The foregoing facts, many of which were supported by documentary proof, established all of the elements of the crime. The gist of the offense was the agreement or mutual understanding to cheat and defraud. State v. Bradley, 48 Conn. 535, 550; State v. Hayes, 127 Conn. 543, 588, 18 A.2d 895. There was no need to prove a formal agreement among the defendants. It was enough that they knowingly engaged in a mutual plan to do a forbidden act. State v. Rich, 129 Conn. 537, 540, 29 A.2d 771; State v. Kemp, 126 Conn. 60, 79, 9 A.2d 63. Conspiracy can seldom be proved by direct evidence. It may be inferred from the activities of the accused persons. State v. Faillace, 134 Conn. 181, 185, 56 A.2d 167. From the very nature of the crime, the corrupt and usually secret agreement or understanding can only in rare instances be established otherwise than through the use of circumstantial evidence. State v. Thompson, 69 Conn. 720, 726, 38 A. 868; State v. Spalding, 19 Conn. 233, 237. The evidence overwhelmingly supports the existence of an agreement or mutual understanding in the case at bar, as well as the active participation of all the defendants in carrying it out.

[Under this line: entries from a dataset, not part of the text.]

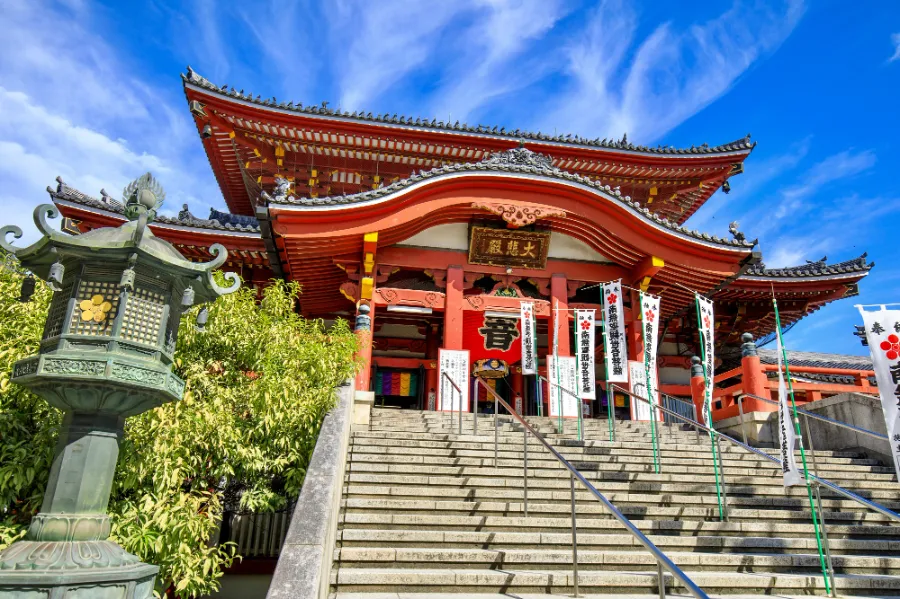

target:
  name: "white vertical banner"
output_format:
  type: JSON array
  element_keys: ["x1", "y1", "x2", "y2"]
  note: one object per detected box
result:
[
  {"x1": 857, "y1": 306, "x2": 900, "y2": 480},
  {"x1": 694, "y1": 294, "x2": 716, "y2": 428},
  {"x1": 628, "y1": 360, "x2": 650, "y2": 422},
  {"x1": 603, "y1": 279, "x2": 628, "y2": 383},
  {"x1": 547, "y1": 354, "x2": 581, "y2": 418},
  {"x1": 438, "y1": 348, "x2": 469, "y2": 412},
  {"x1": 519, "y1": 302, "x2": 537, "y2": 374},
  {"x1": 640, "y1": 292, "x2": 662, "y2": 422},
  {"x1": 776, "y1": 332, "x2": 805, "y2": 487},
  {"x1": 575, "y1": 310, "x2": 597, "y2": 399}
]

Cheating and defrauding was the object of the conspiracy, and false and fraudulent billing was the means employed. The object was clearly unlawful. State v. Gannon, 75 Conn. 206, 212, 52 A. 727. The same may be said of the means, for, if the acts which the defendants did were corrupt, dishonest and fraudulent, as they obviously were, they were unlawful. State v. Parker, 114 Conn. 354, 360, 158 A. 797. "`Cheat and defraud' includes every kind of trick, device, artifice, or deception from false representation and intimidation to suppression and concealment of fact or information, used for the purpose of depriving another of his property or other known right contrary to the plain rules of common honesty." State v. Parker, supra, 362. The deception practiced by the defendants lay not only in the concealment of information on the invoices, prior to February, 1945, as to the true weights and pound prices of the turkeys, but after that date, in the use of symbols in the lower left-hand corner of each invoice which were obviously false and which, if understood at all by the customer, were intended to lull him into the belief that they indicated the accurate weights at ceiling prices.

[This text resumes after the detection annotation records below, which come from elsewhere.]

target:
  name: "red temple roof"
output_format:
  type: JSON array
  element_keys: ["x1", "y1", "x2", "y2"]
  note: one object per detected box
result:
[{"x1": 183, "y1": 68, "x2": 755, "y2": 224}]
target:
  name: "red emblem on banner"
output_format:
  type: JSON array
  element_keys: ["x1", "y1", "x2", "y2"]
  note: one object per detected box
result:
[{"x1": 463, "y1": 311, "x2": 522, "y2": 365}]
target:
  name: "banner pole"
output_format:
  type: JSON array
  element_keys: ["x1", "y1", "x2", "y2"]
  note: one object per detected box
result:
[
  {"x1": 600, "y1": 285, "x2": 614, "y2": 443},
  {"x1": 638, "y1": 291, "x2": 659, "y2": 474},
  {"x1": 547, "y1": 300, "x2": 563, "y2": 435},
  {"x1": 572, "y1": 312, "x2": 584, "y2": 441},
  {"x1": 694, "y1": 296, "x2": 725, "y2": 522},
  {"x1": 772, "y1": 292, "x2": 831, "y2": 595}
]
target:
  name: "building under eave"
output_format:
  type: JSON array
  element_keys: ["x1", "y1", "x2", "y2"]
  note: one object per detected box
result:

The defendants' final claim is that, if there was a conspiracy at all, it was one to circumvent price regulations of the office of price administration. This ignores the evidence upon which the court based its conclusion of guilt. The evidence which they overlook proved that their intention was to defraud their customers. The illegality of that objective was not affected by the fact that they also intended to get around the system of price controls. Conspirators may have more than one unlawful purpose in mind. It was ample if the state established the specific unlawfulness charged in the information.
A careful examination and consideration of the lengthy record satisfy us that the court was justified in finding the defendants guilty.